Agriophara neurometra

Scientific classification
- Domain: Eukaryota
- Kingdom: Animalia
- Phylum: Arthropoda
- Class: Insecta
- Order: Lepidoptera
- Family: Depressariidae
- Genus: Agriophara
- Species: A. neurometra
- Binomial name: Agriophara neurometra (Meyrick, 1926)
- Synonyms: Hypeuryntis neurometra Meyrick, 1926;

= Agriophara neurometra =

- Authority: (Meyrick, 1926)
- Synonyms: Hypeuryntis neurometra Meyrick, 1926

Species of moth

Agriophara neurometra is a moth in the family Depressariidae. It was described by Edward Meyrick in 1926. It is found on Borneo.

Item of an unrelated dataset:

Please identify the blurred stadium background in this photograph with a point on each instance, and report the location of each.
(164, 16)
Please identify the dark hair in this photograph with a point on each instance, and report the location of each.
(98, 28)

The wingspan is about 28 mm. The forewings are white irregularly sprinkled brown with the markings brown, partially suffused dark grey. There is some suffusion on the base of the costa and a slender streak beneath the middle from near the base to the first line. There are three ill-defined or interrupted oblique transverse lines rising from the small costal marks, the first nearly straight, from before one-third of the costa to the middle of the dorsum, the second from the costa before the middle strongly excurved in the disc around the small second discal stigma and returning to the dorsum at two-thirds, the third from the costa at two-thirds strongly excurved to the dorsum before the tornus. The veins towards the costa are posteriorly marked with short dark grey lines. The hindwings are pale grey.